I don’t have it all the way completed. It’s about 90% to 95% there, but they’re providing me feedback on things they enjoy and could improve. Once everybody gets through the beta version, I will be launching this and making it available to the public at a very value-stacked price. As people go through it, they fill out an onboarding survey for me to get to know them, their goals, and their financial situation. They can share as much or as little about that as they feel comfortable doing. Everything is extremely private. I also understand that dynamic in terms of failure. If you don’t want to share, I get it. For those that are sharing their financial information and their questions twice know the concept or the question has come up in relation to aspects of buying a home or paying off the mortgage on a home and what that looks like.
I wanted to take this opportunity because I’m guessing if I’ve already seen it with 2 out of 5 people going through beta that the majority of readers here have some level of questions or maybe not quite understanding the pros and cons of buying a home, especially in this crazy seller’s market nowadays. I want to go through this with you. I haven’t asked this for several episodes, but I’d appreciate that if you share this show and are getting value from it, I appreciate a share. Back in December, there were about three weeks where I didn’t make an episode. I was busy writing my book and super hyper-focused on that. I was creating my video course. I neglected the show. It was a mistake, but the algorithm punished me for that three weeks off because my downloads have not been the same since, and there’s nothing else different I’m creating the same awesome content that I was before.
If you could give me a five-star review, that would help boost me back up and pushes this out to more audience. In addition, if you can share this on social media, send it to people who would make sense for. I believe in what I’m putting out there with the free content I provide. There are other financial services and institutions that charge thousands and thousands of dollars for this same value you’re getting for free. In fact, I’ve been on that other side where I’ve paid thousands and thousands of dollars to get this information. In fact, the tax information that I’ve released, any of the picks I’ve given you in terms of stocks or crypto have all cost me quite a bit of money to get in terms of research.Many people think of their homes as investments, and they are absolutely not. In fact, they are your greatest liability. Click To Tweet
I would appreciate the value exchange. It takes not even a minute or two to be able to do those two steps. It would be awesome. Regardless of whether you do that or don’t, I’m going to sit here and crank out value for you. Homeownership is often considered an important part of living the American dream. We finish school, get married, buy a home, and start a family. That’s always the proverbial, “This is the American dream. This is the process of what I’m supposed to do.” Homeownership also comes with some biases and information that is not exactly true and doesn’t line up with the numbers in reality.

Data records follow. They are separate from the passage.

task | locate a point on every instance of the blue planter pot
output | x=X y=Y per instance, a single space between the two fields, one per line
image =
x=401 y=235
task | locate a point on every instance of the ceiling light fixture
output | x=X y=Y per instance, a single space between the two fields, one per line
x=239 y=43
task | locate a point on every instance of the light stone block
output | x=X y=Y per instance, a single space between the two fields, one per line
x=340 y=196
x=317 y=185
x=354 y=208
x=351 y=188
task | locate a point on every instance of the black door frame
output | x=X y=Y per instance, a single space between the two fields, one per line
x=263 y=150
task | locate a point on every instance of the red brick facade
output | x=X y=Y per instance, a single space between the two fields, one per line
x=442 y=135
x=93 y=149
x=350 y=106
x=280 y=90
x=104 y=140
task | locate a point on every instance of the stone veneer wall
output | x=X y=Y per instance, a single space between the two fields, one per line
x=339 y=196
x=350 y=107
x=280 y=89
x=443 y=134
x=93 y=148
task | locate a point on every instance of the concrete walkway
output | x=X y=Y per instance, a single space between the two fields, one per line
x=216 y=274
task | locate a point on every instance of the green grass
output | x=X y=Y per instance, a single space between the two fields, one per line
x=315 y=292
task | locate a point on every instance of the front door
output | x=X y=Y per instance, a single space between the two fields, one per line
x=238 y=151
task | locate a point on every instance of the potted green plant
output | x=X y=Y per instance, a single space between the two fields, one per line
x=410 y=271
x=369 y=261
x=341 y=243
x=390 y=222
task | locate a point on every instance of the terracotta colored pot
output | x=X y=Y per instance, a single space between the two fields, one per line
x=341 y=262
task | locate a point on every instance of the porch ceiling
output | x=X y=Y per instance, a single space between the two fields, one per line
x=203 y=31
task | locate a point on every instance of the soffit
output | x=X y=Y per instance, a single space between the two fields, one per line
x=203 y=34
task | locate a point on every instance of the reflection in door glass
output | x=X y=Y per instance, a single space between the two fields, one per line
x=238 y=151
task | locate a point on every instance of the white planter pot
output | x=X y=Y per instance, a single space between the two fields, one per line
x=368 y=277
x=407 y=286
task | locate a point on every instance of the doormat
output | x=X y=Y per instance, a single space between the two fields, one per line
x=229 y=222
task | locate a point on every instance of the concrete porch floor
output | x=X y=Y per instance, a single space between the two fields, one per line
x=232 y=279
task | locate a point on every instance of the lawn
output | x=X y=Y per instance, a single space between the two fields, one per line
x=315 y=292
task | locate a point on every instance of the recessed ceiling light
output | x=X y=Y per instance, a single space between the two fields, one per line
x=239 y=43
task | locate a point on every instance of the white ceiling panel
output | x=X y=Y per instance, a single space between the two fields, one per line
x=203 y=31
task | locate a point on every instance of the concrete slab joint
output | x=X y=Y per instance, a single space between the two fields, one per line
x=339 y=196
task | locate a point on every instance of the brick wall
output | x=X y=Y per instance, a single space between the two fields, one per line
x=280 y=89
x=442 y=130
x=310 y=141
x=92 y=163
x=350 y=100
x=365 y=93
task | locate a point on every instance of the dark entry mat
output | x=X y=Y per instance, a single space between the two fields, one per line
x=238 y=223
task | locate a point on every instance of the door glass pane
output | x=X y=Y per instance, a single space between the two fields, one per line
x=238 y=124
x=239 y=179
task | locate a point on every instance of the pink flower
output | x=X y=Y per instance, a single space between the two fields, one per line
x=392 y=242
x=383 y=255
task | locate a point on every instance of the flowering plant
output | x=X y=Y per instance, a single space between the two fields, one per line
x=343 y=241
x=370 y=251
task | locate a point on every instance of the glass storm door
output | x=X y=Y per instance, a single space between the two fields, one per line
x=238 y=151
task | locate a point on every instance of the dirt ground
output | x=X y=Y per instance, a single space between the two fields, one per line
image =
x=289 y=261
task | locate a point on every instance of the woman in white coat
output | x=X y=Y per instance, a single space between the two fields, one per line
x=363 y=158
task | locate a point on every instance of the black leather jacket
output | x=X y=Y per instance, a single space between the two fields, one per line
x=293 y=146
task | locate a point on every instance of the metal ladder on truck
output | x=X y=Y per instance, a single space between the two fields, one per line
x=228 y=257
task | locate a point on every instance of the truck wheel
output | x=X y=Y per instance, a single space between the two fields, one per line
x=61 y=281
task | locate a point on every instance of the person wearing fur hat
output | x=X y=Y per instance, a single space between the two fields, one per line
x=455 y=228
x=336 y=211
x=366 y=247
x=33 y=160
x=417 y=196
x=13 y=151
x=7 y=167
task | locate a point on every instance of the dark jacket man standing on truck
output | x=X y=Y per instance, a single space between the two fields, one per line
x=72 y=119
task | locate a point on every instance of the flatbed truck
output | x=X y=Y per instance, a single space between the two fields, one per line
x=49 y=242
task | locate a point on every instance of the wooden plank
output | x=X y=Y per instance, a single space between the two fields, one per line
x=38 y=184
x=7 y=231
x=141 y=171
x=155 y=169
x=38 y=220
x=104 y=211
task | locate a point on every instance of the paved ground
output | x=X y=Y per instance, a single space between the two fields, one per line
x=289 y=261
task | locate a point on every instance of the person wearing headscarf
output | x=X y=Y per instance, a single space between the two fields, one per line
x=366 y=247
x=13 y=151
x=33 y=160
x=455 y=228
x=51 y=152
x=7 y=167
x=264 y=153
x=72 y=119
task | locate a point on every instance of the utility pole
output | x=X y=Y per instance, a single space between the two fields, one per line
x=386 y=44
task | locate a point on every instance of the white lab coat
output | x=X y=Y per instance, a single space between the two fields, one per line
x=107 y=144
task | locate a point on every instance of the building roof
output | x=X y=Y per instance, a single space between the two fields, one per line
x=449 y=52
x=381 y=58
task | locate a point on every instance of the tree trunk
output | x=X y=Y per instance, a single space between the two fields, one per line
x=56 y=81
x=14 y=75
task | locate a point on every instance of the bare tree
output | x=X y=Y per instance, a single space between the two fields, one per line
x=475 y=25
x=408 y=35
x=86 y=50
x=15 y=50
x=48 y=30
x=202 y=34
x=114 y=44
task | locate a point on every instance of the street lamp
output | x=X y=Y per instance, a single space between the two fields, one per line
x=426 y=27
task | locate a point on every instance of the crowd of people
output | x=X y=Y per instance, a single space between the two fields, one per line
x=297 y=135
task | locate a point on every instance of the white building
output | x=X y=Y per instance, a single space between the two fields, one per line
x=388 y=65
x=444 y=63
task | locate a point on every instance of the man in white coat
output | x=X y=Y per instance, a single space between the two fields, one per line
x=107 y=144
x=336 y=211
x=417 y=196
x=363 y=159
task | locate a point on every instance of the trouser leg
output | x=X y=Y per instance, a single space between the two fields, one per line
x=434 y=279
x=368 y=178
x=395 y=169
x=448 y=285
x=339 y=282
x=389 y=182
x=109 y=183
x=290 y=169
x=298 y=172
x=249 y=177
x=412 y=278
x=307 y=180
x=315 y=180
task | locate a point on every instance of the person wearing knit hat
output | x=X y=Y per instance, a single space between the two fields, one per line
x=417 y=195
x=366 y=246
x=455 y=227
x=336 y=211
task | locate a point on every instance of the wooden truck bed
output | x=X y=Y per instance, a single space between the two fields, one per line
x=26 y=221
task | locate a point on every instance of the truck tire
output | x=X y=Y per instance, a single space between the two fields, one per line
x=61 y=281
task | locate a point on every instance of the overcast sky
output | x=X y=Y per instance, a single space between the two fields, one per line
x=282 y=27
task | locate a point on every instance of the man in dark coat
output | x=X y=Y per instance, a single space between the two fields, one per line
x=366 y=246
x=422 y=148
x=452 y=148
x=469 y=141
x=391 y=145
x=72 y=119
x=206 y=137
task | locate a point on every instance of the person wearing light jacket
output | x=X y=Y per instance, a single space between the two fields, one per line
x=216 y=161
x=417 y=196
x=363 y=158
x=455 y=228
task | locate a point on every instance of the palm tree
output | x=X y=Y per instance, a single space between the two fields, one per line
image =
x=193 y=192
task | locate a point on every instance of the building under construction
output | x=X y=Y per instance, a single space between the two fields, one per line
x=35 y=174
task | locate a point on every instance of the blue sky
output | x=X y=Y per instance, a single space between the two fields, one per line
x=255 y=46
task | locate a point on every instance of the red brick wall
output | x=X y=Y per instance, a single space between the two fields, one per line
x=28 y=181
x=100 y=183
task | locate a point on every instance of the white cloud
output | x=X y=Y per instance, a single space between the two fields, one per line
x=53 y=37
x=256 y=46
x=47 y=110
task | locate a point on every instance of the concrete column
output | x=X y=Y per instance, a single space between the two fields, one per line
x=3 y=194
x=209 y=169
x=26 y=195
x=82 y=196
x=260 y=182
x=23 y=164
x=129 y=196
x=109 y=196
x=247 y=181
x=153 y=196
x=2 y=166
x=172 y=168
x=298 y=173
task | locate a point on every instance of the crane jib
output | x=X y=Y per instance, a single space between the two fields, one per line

For example, a lot of people think of their homes as investments. They are absolutely not. In fact, they are your greatest liability. They’re consumption items and much less productive assets than we choose to believe. In fact, an asset, according to the basic definition by Robert Kiyosaki of Rich Dad Poor Dad thing, an asset is something that pays you. A liability is something that costs you typically on a monthly basis. We’ve owned our home. We love this home. It’s our dream home. We’ve been here now for several years. It’s hard to believe, but it has been an incredible liability in terms of the outgoing cashflow when you consider all the costs.
When we go to sell it and realize a profit, only then, at that moment, does it convert and become an asset. That conversion from a liability to an asset is unknown, not guaranteed, and unlikely. Not only that you get your principal and interest payments, but you got taxes, insurance, utilities, maintenance, repairs, and on top of that, any improvements and remodels that you want to do. Over the course of time, you’re always going to want to be updating your home to keep it current. Those things don’t always provide a return on investment or a profit. It’s not a guarantee that you’ll make money on your home. Ask everybody from 2008 to 2009 if it was a guarantee. Those two years greatly debunked the myth that your home is an asset, yet still, people think of it as an investment.
You look at the SEC’s definition of an accredited investor. An accredited investor is one that’s able to do private placement deals that are bigger deals and syndication deals like what I offer in my self-storage fund that I have coming out with a new fund offering. That’s my number one favorite investment. You have to be accredited to do that. What’s an accredited investor? You have to either $200,000 for 2 years in a row. As a single filer, you have to make $300,000 filing jointly or $1 million outside of your primary residence. Why is that? SEC doesn’t consider your home as an asset. Otherwise, if they did, they’d say, “If you have $1 million of equity in your primary residence, you’re $1 million net worth and accredited,” but they don’t do that. That is the reason why we can reasonably conclude.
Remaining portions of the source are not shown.